I found a solution thanks to a non-buzzer.

A chime linked to an infrared mechanism now alerts me to the comings and goings in the hallway, which has eliminated the need for anyone to buzz to notify me of their presence if I happen to be out of earshot. For on such occasions I am actually in the back room, where I spend most of my hours of leisure and where, sheltered from the noise and smells that my condition imposes, I can live as I please, without being deprived of the information vital to any sentry: who is coming in, who is going out, with whom, and at what time.

Thus, the residents going down the hall would hear the muffled sounds indicating a television was on, and as they tend to lack rather than abound in imagination, they would form a mental image of the concierge sprawled in front of her television set. As for me, cozily installed in my lair, I heard nothing but I knew that someone was going by. So I would go to the adjacent room and peek through the spy-hole located opposite the stairway and, well hidden behind the white net curtains, I could inquire discreetly as to the identity of the passerby.
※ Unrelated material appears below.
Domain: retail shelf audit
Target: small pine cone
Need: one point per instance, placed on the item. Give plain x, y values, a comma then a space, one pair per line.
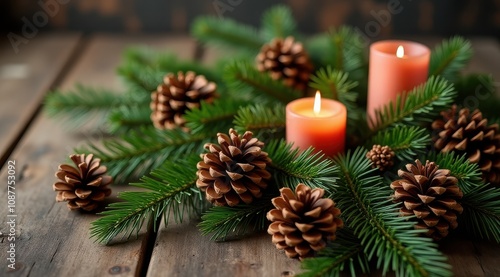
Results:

With the advent of videocassettes and, subsequently, the DVD divinity, things changed radically, much to the enrichment of my happy hours. As it is not terribly common to come across a concierge waxing ecstatic over Death in Venice or to hear strains of Mahler wafting from her loge, I delved into my hard-earned conjugal savings and bought a second television set that I could operate in my hideaway. Thus, the television in the front room, guardian of my clandestine activities, could bleat away and I was no longer forced to listen to inane nonsense fit for the brain of a clam — I was in the back room, perfectly euphoric, my eyes filling with tears, in the miraculous presence of Art.

Profound Thought No. 1

Follow the stars In the goldfish bowl An end

Apparently, now and again adults take the time to sit down and contemplate what a disaster their life is. They complain without understanding and, like flies constantly banging against the same old windowpane, they buzz around, suffer, waste away, get depressed then wonder how they got caught up in this spiral that is taking them where they don't want to go. The most intelligent among them turn their malaise into a religion: oh, the despicable vacuousness of bourgeois existence! Cynics of this kind frequently dine at Papa's table: "What has become of the dreams of our youth?" they ask, with a smug, disillusioned air. "Those years are long gone, and life's a bitch." I despise this false lucidity that comes with age. The truth is that they are just like everyone else: nothing more than kids without a clue about what has happened to them, acting big and tough when in fact all they want is to burst into tears.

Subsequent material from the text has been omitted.